His tone was grave and kind and urgent. It reproached her impatient impulse. He might have come with a message from Tante.
"Where is my guardian?" she asked.
"She has gone to bed. She has a horrible headache, poor thing," said Mr.
Drew, who was leading her through the little copse of trees and along the upper paths. "Here, shall we sit down here? You are not cold?"
They were in the flagged garden. Karen, vaguely expectant, sat down on the rustic bench and Mr. Drew sat beside her. The moonlight shone through the trees and fell fantastically on the young man's face and figure and on Karen, sitting upright, her little shawl of white knitted wool drawn closely about her shoulders and enfolding her arms. "Not for long, please," she said. "It is growing late and although I am not cold I am tired. What have you to say, Mr. Drew?"
He had so much to say and it was, so obviously, his opportunity, his complete opportunity at last, that, before the exquisite and perilous task of awakening this creature of flowers and glaciers, Mr. Drew collected his resources with something of the skill and composure of an artist preparing canvas and palette. He must begin delicately and discreetly, and then he must be sudden and decisive.
"I want to make you feel, in the first place, if I can," he said, leaning forward to look into her face and observing with satisfaction that she made no movement of withdrawal as he came a little nearer in so doing, "that I'm your friend. Can I, do you think, succeed in making you feel that?" His experience had told him that it really didn't matter so much what one said. To come near was the point, and to look deeply.
"I've had so few chances of showing you how much your friend I am."
"Thank you," said Karen. "You are kind." She did not say that he would succeed in making her feel him a friend.
"We have been talking about you, talking a great deal, since you left us, your guardian and I," Mr. Drew continued, and he looked at the one of Karen's hands that was visible, emerging from the shawl to clasp her elbow, the left hand with its wedding-ring, "and ludicrous as it may seem to you, I can't but feel that I understand you a great deal better than she does.

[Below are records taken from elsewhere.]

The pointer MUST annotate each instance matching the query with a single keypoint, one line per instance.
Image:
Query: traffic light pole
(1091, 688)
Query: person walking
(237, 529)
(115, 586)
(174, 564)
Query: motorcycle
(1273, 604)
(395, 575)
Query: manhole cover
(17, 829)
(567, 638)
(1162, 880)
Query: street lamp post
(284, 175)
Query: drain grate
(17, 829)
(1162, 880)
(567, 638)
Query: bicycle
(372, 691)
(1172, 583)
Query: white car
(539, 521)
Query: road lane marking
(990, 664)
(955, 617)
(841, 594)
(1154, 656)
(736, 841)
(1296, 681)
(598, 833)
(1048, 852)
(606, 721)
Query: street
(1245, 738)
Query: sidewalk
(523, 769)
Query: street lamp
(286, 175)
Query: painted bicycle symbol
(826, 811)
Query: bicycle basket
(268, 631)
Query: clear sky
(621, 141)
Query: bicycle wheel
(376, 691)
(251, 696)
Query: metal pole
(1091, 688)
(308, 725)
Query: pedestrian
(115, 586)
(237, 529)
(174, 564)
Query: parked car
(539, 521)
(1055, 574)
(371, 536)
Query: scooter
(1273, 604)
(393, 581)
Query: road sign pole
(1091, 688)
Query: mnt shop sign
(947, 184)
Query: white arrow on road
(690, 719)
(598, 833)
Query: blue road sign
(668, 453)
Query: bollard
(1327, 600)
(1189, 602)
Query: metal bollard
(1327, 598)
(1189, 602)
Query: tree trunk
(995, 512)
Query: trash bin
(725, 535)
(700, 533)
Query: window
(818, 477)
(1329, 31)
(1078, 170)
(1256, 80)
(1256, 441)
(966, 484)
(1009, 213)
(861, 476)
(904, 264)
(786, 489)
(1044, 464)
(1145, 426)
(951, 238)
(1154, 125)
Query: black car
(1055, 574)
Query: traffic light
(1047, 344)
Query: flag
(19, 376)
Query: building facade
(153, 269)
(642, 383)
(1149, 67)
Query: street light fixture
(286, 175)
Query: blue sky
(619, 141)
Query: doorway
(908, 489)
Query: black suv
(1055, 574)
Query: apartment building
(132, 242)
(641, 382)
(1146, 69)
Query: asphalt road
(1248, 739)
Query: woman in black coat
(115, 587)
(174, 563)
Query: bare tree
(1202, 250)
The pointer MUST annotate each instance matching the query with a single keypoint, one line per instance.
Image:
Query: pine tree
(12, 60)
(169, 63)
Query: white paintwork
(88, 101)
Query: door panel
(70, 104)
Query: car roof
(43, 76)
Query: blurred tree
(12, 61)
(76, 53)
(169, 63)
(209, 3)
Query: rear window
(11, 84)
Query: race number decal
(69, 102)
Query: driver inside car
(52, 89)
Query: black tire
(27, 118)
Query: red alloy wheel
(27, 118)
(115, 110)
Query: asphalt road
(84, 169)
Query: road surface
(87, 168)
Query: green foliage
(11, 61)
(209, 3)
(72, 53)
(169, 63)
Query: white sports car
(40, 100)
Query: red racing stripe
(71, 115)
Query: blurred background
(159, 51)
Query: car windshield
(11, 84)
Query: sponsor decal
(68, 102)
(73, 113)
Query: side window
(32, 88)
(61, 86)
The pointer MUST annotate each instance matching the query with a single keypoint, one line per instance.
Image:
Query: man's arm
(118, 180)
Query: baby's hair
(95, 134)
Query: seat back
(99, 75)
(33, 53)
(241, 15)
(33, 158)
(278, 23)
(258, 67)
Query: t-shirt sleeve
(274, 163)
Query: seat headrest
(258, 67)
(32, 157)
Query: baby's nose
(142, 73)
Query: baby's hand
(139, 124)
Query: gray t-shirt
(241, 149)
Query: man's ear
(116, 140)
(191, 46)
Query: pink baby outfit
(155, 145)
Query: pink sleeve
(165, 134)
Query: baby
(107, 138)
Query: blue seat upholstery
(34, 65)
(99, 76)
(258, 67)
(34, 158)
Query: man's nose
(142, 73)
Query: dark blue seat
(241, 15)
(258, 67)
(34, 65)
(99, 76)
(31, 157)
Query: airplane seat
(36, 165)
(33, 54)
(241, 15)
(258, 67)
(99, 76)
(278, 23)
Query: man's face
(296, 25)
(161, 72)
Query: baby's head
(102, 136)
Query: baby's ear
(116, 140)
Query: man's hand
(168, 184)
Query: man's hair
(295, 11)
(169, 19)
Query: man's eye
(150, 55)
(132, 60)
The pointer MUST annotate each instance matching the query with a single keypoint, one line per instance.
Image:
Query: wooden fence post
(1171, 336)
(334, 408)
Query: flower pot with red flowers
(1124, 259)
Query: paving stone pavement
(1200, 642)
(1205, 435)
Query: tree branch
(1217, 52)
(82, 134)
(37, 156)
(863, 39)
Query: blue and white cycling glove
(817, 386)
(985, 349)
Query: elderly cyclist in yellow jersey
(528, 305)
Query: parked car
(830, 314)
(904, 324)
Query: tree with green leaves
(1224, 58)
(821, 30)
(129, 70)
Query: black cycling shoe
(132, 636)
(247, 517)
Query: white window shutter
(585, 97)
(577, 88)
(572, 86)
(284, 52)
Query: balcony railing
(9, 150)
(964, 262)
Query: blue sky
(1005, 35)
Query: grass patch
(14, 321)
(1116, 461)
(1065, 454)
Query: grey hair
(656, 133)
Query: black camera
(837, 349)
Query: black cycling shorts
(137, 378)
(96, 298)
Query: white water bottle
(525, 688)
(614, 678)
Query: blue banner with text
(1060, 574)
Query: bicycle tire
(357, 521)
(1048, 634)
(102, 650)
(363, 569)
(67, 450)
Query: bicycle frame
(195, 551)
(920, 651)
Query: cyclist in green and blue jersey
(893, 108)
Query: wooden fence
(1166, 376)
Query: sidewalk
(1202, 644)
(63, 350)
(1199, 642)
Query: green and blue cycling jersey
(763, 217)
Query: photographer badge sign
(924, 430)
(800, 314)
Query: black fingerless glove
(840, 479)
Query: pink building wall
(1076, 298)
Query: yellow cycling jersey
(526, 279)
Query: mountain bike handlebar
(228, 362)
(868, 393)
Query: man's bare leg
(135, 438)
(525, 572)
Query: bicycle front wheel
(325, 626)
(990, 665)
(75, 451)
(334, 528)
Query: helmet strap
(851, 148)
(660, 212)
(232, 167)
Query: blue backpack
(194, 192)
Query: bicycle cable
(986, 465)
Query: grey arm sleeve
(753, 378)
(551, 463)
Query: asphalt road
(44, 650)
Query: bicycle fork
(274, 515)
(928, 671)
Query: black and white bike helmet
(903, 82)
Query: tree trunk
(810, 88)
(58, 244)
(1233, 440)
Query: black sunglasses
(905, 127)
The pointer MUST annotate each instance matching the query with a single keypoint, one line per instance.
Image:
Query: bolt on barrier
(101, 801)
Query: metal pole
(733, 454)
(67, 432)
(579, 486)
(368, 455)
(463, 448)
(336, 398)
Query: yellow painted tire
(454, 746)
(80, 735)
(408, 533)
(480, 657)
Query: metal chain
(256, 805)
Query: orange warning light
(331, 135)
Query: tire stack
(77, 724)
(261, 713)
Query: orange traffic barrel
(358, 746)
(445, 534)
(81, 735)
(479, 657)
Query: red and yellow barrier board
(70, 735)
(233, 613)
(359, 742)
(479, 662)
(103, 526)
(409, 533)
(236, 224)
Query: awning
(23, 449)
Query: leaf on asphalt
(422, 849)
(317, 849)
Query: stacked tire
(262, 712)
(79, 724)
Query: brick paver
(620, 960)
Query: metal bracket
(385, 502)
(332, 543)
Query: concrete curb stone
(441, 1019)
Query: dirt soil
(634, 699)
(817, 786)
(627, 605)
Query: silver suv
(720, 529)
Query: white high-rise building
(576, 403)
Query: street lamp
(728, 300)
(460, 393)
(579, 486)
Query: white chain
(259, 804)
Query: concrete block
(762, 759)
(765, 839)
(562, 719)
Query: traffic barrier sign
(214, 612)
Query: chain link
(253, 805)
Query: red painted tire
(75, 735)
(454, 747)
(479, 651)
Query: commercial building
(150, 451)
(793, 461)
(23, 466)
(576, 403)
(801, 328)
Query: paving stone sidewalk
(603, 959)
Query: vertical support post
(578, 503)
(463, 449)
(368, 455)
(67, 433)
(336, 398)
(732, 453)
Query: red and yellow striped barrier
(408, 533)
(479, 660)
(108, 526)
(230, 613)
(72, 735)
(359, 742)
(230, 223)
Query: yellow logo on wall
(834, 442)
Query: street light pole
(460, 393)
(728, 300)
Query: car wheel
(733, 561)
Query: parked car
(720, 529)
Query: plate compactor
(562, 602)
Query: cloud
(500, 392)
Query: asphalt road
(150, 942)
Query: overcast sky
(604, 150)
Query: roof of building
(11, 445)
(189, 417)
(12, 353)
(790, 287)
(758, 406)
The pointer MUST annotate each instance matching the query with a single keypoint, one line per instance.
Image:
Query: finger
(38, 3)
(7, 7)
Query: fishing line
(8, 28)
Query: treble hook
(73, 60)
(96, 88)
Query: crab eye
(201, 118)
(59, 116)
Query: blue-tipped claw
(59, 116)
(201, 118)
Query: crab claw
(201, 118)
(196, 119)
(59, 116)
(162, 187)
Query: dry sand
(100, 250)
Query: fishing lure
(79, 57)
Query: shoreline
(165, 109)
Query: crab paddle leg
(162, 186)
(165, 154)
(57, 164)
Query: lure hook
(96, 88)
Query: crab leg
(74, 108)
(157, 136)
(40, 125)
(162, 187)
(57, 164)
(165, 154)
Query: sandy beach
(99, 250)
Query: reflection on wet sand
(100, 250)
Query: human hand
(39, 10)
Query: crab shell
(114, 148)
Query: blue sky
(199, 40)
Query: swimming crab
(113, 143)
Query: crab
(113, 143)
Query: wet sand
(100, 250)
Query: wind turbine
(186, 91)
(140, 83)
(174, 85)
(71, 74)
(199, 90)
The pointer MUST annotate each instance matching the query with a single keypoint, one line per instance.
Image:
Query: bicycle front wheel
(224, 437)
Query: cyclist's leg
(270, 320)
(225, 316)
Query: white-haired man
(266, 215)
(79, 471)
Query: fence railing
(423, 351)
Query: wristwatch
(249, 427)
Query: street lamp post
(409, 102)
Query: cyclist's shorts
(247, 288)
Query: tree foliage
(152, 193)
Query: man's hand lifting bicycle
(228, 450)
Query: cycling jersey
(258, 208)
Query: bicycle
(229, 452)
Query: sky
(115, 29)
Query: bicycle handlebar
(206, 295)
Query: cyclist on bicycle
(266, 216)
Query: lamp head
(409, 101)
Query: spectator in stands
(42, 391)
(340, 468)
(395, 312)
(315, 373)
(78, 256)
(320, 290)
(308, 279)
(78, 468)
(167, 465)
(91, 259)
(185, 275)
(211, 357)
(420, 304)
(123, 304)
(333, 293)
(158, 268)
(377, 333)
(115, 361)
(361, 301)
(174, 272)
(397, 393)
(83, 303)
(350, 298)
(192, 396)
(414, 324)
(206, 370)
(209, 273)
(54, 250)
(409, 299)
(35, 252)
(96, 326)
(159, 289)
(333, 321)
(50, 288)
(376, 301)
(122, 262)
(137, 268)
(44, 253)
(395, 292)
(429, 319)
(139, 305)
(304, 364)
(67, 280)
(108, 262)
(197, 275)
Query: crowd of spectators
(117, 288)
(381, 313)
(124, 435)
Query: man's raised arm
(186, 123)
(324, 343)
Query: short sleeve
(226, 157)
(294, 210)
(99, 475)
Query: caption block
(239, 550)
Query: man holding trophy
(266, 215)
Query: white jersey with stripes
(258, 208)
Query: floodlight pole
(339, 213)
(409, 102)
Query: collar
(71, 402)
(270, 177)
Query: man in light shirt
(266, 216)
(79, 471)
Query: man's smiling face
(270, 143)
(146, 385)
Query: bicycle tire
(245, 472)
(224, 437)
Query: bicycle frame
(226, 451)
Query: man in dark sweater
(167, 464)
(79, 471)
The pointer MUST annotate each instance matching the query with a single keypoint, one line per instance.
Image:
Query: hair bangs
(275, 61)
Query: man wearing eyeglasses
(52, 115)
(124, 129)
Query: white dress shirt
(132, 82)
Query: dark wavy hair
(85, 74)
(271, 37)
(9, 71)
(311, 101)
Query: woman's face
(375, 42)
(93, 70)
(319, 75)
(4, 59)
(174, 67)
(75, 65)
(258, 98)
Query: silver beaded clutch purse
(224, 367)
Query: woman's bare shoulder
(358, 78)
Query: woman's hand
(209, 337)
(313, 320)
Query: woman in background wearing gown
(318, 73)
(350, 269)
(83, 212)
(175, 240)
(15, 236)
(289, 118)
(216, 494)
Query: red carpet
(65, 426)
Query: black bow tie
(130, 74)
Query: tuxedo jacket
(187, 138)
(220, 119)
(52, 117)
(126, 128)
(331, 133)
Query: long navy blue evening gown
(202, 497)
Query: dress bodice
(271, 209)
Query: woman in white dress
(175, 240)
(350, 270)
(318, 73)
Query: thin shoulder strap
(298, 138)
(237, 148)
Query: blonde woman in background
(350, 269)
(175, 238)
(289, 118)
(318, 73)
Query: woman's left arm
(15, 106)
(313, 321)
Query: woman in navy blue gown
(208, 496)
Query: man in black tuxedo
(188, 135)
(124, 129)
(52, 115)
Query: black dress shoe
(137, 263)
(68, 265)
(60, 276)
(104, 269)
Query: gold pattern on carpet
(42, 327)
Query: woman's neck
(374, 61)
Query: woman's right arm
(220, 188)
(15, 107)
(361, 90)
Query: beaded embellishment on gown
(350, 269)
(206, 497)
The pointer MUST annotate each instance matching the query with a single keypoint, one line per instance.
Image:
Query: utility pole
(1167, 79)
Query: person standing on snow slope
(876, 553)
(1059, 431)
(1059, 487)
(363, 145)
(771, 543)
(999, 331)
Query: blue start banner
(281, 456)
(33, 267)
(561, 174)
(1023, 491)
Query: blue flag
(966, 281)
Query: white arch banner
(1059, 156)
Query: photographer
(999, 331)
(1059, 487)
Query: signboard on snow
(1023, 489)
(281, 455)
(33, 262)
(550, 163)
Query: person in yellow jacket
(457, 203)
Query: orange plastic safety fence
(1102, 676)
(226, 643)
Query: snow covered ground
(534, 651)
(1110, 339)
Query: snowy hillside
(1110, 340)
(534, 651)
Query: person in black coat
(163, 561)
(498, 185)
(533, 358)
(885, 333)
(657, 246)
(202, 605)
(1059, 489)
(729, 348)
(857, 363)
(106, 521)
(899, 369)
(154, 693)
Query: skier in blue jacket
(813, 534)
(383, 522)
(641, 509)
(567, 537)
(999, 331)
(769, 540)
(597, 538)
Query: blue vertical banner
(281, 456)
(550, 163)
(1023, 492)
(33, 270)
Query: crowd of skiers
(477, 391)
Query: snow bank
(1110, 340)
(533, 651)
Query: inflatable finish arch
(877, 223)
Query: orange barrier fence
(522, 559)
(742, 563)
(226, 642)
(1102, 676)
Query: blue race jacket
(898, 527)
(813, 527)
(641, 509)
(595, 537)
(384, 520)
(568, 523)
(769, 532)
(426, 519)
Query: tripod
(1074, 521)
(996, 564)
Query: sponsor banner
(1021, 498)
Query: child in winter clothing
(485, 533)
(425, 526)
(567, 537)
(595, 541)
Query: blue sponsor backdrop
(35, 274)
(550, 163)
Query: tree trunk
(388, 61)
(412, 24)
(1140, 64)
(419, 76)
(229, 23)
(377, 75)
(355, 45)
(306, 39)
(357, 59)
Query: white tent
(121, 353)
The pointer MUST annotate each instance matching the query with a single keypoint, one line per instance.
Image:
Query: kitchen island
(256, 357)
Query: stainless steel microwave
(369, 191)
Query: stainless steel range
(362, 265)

She still thinks of you as a child--a child whose little problems can be solved by facile solutions. Forgive me, I know it may sound fatuous to you, but I see what she does not see, that you are a suffering woman, and that for some problems there are no solutions." His eyes now came back to hers and found them fixed on him with a wide astonished gaze.
"Has my guardian asked you to say anything to me?" she said.
"No, not exactly that," said Mr. Drew, a little disconcerted by her tone and look, while at the same time he was marvelling at the greater and greater beauty he found in the impa.s.sive moonlit face--how had he been so unconscionably stupid as not to see for so long how beautiful she was!--"No, she certainly hasn't asked me to say anything to you. She is going away, you know, to Italy; it's a sudden decision and she's been telling me about it. I can't go with her. I don't think it a good plan.
I can stay on here, but I can't go to Italy. Perhaps she'll give it up.
She didn't find me altogether sympathetic and I'm afraid we've had something of a disagreement. I am sure you've seen since you've been here that if your guardian doesn't understand you she doesn't understand me, either."